Unlike Arbitrum, Optimism has already released its native OP token, up more than 150% in January, with some of Optimism’s ecosystem tokens up over 200% year-to-date. Since launching its V2 derivatives platform on Optimism, Synthetix has also benefited from the ecosystem, with its daily users doubling as the Layer 2 overtook Ethereum as Synthetix’s main hub.
Layer 2s are just one area of interest with investors looking for high-beta exposure to the Ethereum ecosystem. Tokens underlying liquid staking derivative (LSD) protocols such as Lido (LDO) and Rocket Pool (RPL) also performed well following a week where they were integrated into the web3 wallet MetaMask. Stablecoin issuer Frax is another project that continues to benefit since launching its own liquid staking derivative. Its FXS governance token is one of the best-performing assets since the FTX-fueled market collapse.

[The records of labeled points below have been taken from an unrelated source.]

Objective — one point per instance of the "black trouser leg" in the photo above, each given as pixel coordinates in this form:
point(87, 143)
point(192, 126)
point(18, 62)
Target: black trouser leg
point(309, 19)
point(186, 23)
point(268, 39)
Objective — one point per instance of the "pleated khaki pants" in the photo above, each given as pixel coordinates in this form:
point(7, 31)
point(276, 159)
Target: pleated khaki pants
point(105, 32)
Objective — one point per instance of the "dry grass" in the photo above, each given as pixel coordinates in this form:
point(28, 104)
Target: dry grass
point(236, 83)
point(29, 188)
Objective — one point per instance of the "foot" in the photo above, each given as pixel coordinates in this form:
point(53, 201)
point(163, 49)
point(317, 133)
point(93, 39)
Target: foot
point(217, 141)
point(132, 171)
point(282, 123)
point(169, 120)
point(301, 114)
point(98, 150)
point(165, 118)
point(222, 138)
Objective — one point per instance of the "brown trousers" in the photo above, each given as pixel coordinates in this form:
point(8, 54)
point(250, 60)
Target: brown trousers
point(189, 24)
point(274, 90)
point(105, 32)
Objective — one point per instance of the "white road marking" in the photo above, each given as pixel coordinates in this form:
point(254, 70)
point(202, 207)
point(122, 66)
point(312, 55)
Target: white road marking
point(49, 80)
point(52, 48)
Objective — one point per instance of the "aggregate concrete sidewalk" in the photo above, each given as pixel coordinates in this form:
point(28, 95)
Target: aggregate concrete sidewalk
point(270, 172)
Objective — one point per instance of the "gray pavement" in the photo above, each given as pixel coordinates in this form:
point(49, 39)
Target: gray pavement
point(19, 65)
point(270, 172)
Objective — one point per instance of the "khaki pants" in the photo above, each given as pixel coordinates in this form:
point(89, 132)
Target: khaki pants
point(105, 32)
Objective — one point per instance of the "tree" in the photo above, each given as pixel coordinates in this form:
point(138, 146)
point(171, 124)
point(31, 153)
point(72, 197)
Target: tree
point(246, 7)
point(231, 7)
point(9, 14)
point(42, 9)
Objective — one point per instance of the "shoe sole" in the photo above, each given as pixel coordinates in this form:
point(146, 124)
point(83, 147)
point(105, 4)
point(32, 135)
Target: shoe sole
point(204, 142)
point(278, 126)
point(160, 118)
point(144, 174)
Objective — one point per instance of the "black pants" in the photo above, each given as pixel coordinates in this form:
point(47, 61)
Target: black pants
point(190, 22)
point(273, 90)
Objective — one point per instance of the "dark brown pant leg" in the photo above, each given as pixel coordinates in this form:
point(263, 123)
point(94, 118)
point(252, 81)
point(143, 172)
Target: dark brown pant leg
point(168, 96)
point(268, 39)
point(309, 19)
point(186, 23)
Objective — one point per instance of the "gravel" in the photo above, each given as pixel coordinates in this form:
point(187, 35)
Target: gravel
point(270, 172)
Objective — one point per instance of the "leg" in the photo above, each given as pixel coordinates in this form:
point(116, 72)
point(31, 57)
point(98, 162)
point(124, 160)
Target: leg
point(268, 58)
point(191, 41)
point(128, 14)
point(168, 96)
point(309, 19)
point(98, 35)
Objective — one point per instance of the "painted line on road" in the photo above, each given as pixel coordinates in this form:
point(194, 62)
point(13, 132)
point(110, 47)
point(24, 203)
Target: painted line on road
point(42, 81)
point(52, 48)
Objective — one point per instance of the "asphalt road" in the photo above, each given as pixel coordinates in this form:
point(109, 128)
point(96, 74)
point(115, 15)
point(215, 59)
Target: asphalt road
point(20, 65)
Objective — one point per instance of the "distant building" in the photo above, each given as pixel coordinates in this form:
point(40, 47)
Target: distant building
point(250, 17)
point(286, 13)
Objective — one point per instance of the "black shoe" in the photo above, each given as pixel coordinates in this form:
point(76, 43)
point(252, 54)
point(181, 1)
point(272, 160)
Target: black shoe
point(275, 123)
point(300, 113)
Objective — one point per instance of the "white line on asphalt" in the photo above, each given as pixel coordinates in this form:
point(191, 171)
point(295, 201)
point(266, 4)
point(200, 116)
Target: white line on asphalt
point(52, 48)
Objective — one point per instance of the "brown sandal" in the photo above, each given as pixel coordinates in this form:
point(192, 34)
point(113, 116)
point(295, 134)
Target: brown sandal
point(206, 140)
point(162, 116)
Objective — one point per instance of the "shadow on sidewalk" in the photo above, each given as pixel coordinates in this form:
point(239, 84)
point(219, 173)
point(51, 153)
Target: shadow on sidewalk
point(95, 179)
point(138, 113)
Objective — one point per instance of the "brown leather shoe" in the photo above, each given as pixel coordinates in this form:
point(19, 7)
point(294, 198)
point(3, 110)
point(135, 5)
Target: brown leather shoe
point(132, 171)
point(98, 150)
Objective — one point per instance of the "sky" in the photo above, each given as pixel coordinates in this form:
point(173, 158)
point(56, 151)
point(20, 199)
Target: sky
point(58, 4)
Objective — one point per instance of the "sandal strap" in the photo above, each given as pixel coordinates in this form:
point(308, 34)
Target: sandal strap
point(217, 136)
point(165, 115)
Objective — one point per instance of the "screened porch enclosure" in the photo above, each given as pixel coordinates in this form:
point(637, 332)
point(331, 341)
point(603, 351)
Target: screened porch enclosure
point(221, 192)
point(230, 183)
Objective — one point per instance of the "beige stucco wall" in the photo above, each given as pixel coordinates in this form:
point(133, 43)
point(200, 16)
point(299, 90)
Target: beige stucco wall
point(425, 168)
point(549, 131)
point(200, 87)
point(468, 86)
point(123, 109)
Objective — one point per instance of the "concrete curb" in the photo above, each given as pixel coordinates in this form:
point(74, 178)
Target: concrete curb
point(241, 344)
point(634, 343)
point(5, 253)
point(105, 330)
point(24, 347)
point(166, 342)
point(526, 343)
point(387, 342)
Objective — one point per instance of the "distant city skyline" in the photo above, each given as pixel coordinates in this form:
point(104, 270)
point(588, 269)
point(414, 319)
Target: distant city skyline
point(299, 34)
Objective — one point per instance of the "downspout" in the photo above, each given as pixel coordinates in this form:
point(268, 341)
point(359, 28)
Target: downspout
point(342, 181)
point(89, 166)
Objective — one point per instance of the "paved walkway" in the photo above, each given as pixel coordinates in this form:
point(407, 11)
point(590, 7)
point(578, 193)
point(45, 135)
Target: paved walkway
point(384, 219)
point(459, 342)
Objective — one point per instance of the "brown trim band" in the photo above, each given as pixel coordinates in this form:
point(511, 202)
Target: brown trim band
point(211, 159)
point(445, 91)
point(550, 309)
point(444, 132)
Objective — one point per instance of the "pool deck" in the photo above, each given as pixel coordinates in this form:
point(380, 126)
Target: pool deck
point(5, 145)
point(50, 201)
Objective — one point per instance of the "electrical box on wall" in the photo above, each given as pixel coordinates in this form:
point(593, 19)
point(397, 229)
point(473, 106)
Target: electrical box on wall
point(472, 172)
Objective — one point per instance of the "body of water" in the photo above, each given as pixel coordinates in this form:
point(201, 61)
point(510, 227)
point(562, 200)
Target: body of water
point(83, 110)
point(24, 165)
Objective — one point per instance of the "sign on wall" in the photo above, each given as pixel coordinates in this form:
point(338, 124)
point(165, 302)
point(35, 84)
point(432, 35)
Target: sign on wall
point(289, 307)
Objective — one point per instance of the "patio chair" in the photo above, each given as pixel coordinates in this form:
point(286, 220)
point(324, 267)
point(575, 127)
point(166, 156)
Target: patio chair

Alongside the OP token, LDO, RPL and FRX are among the biggest gainers from the top 100 crypto assets this year.
That particular narrative will likely continue as we get closer to Ethereum’s proposed Shanghai upgrade in March — aiming to deliver the unstaking feature that has been missing from the blockchain since its transition to a proof-of-stake system that culminated in The Merge.
Finally, chatter around bridged BTC on Avalanche also picked up following attractive DeFi yields for the token that saw it surpass the BTC held on Bitcoin’s Lightning Network. It’ll be interesting to see how that trend among the other hot topics continues into the coming week.
Disclaimer: Beginning in 2021, Michael McCaffrey, the former CEO and majority owner of The Block, took a series of loans from founder and former FTX and Alameda CEO Sam Bankman-Fried. McCaffrey resigned from the company in December 2022 after failing to disclose those transactions.